Straight away you can sense Merton’s excitement and eagerness to tell the story of how Tinseltown came to be, and despite coming across like a giddy nervous schoolboy on an American field trip at times, the comic passionately and expertly explains the story of how stage actors once earning $5 a day came to be millionaires on screens across the world.
The story of cinema starts in New York, with Thomas Edison and his company inventing a wooden ‘peep show’ box capable of showing moving images when hand-cranked by a viewer. This machine, the equivalent of today’s YouTube, meant that people around the world could for the first time see events they couldn’t watch in person, such as strongmen flexing their muscles, boxing matches illegal in some states, and exotic dancers, with the charismatic Merton providing an example of the latter on his visit to Ellis Island.
It’s interesting to learn that the 35mm film used in Edison’s original machine is still the standard used today by the industry, though thankfully due to spotlights we’ve moved on from the days of using a revolving studio that’s spins to face the sun for light. Some inventive Frenchmen helped this technology along as projectors were created, meaning that for the first time people were able to watch Hollywood classics such as the hand painted The Great Train Robbery on the big screen in 1903. Hoards of cinema goers would pile into ‘nickelodeon’s’ to watch films, these being converted shopfronts and churches that would often struggle to contain audiences as animated as the films themselves.
As the medium gained strength, Edison become increasing wary about protecting his invention, hiring mobs to go around and destroy camera crews not part of the ‘kick back’ cartel created to ensure he got his dues. To escape the clutches of these gangs, smaller film crews relocated to South California, out of the reach of the inventor’s iron patent grip on the technology.
They soon however discovered that the combination of cheap rent and all year round of sun made Los Angeles a more attractive place to film then New York, and soon the rest of film industry followed suit.
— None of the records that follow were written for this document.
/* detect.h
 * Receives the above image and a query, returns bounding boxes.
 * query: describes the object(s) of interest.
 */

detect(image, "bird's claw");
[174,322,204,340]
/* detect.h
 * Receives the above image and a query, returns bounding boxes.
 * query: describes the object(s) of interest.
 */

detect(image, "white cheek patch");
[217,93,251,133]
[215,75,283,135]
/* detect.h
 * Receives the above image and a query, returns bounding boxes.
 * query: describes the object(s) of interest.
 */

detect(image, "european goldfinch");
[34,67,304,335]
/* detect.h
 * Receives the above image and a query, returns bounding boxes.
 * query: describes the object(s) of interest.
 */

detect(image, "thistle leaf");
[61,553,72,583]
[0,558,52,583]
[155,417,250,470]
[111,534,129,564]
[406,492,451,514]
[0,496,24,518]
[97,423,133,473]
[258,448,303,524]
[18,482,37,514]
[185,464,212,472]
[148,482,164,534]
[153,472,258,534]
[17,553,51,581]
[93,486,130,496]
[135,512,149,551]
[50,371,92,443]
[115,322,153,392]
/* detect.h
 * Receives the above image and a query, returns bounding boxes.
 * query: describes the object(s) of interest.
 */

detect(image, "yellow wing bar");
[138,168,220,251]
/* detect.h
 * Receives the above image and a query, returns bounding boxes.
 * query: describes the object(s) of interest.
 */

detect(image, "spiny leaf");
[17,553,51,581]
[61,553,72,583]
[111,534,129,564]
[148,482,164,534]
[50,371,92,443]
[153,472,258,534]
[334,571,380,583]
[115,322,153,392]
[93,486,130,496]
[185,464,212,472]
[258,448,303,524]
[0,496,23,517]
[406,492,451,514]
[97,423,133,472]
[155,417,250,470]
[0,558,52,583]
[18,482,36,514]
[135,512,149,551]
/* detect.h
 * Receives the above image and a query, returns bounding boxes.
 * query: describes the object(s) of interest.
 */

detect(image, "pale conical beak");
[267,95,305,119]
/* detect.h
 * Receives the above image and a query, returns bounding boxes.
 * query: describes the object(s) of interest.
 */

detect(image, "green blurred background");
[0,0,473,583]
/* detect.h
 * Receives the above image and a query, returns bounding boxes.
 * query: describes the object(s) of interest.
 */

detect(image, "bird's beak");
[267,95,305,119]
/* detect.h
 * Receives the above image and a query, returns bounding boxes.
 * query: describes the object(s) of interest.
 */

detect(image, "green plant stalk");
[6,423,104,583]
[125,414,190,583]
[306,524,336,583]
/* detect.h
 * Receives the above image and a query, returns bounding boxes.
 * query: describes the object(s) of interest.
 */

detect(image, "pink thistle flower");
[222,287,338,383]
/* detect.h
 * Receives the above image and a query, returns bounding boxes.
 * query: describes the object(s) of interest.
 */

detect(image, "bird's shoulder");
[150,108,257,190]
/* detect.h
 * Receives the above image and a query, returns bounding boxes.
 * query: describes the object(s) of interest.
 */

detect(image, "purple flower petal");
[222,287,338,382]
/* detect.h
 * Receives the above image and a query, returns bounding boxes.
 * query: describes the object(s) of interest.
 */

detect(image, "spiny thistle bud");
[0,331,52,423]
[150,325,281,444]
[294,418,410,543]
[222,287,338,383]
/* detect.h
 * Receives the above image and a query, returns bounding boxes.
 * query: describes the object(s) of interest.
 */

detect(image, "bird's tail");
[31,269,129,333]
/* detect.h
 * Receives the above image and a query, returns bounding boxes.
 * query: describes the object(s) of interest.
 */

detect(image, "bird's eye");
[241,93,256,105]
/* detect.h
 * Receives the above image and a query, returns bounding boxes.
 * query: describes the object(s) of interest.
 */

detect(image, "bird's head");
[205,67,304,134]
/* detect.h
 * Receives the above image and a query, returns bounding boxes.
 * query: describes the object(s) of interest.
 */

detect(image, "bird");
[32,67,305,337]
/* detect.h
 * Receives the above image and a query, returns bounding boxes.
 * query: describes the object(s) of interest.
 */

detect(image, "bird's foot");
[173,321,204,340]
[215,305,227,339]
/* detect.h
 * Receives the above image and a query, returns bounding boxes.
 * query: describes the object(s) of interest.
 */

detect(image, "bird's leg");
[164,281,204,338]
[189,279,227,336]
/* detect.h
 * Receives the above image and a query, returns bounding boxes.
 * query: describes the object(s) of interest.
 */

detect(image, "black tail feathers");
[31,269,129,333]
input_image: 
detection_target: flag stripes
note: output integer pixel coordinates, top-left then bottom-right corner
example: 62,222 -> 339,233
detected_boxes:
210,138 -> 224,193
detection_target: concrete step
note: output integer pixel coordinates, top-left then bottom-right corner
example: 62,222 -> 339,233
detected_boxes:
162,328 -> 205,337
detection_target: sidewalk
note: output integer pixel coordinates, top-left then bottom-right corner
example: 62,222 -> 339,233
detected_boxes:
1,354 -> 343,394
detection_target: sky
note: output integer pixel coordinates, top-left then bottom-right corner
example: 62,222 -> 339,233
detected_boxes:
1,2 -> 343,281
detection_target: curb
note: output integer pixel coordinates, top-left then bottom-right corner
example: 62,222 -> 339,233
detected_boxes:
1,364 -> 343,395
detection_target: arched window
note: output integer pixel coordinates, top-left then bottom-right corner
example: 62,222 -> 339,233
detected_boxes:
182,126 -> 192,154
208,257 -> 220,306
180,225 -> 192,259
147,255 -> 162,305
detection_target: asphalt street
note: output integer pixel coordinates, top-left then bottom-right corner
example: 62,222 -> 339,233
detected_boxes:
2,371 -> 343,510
American Cinema’s big break happened with the advent of World War I and with the country’s European competition effectively wiped out, Hollywood got a taste for the first time of the power it enjoys today.
Merton’s BBC documentary, the first of a series on the birth and growth of cinema, is fascinating and very informative, being thoroughly research with everything the comedian refers to gloriously backed up by examples of 100 year-old film. The viewer learns how Mary Pickford became ‘the world’s sweetheart’, how Charlie Chaplin went from stage performer to international superstar, and how the term ‘cliff-hanger’ comes from the then rocky outcrops of Fort Lee, where The Perils of Pauline was filmed, a forerunner to the soap operas of today.
It’s also interesting to discover the power of cinema as a propaganda tool, with D. W. Griffith’s Birth of a Nation, based on the racist novel ‘The Clansman’, reinvigorating the Klu Klax Klan movement and prompting thousands of hooded Americans to march across Washington.
Racism aside, The Birth of Hollywood really does show us a story that is a shining example of how immigrants lived the American dream, with many Europeans making millions out of the industry after journeying across the pond. As Merton himself describes it, Hollywood is a “rustic backwater stuffed with oranges that’s been turned into something much more than a place, a state of mind – power, excess, fame, wealth, and ambition”.